No F-bombs this time around.

This past Saturday, V122 cover star Kristen Stewart hosted Saturday Night Live for the second time ever. If you don’t remember, the last time Stewart headed the live comedy show, she accidentally dropped an F-bomb on stage and impressed naysayers with her comedic chops. This time around, Kristen kept her language clean and played up her image as an alt heartthrob. There were sex clubs. There were hungry jurors. There was paint. Here are Kristen’s best moments from SNL this past week:

1. The Tell-All Monologue

Rather than opening up the door to another slip-up, Kristen wisely decided to field questions from the audience for her monologue. Except this time, she’d be asking the audience the questions. She wants to know her viewers’ relationships with their parents, and how they’re really doing. The sketch hits its high point when Kristen tells cast member Pete Davidson that she already knows too much about him, and he should try sharing less.

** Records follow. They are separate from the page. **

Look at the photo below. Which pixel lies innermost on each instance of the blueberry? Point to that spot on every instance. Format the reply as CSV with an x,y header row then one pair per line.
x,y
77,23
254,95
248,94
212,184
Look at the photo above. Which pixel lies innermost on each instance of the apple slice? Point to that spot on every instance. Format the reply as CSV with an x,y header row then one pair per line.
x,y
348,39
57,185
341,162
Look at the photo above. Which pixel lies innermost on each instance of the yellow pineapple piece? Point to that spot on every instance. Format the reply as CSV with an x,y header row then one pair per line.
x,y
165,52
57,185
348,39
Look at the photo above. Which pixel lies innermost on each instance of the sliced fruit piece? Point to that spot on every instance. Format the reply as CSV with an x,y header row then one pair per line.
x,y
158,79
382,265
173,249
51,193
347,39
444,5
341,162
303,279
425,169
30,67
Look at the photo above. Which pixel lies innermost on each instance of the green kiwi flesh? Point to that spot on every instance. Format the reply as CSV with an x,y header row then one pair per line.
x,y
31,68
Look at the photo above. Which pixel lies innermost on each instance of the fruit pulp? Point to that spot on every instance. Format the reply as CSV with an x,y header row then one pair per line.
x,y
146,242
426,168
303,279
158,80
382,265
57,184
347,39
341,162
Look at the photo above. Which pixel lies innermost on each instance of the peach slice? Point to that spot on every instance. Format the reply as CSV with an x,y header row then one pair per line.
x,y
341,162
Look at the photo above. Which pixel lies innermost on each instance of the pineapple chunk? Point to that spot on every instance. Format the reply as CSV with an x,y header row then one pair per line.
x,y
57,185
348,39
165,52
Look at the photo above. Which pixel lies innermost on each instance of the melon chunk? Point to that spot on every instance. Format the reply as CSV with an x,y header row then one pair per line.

2. Duolingo for Talking to Children

Face it: children can be difficult to talk to. Kristen Stewart, for all her layers of adult cool, is the perfect actress to pitch a language-learning program for how to gas up her friends’ kids and listen to their endless, meandering anecdotes. The real punchline of the ad, however, was the throwaway line for Duolingo’s other new program: Talking to Your Dad.

3. Corporate Nightmare

Kristen Stewart has always been a bit of a punk, but the SNL digital short “Corporate Nightmare” plays up her rock n’ roll edge to an extreme degree. For a show known for its live comedy, SNL has always stood out for its digital music sketches, especially during the days of Lonely Island. While she’s no Andy Samberg, Kristen perfectly captures the highs and lows of the corporate ladder, whether you hate your boss or want to be him one day.

4. New Paint

The “New Paint” sketch went off in a wonderfully absurd direction. What began as an innocent question on home decor turned into Beck Bennett and Aidy Bryant’s domestic drama masterpiece. Stewart played the relatively demure newlywed in an increasingly off-the-rails sketch about the cost of high-quality paint. We’ll be pronouncing “colour” wrong for weeks to come.

While these moments stood out as the best of the best of the night, several sketches deserve honorable mention: “A Proposition,” in which Stewart plays an awkward pansexual at a sex club, unsuccessfully seducing a disinterested couple. Kate McKinnon’s cold open as Elizabeth Warren, while not including Stewart, also plays to all of McKinnon’s strengths as a political impersonator, with solid writing and just the right amount of winking enthusiasm. A few sketches fell truly flat, with confusing premises and elusive punchlines, including “Rosie the Riveter” and “Hero Dog Press Conference.” All in all, Stewart’s second time hosting proved fruitful, if a bit less scandalous than her last stint.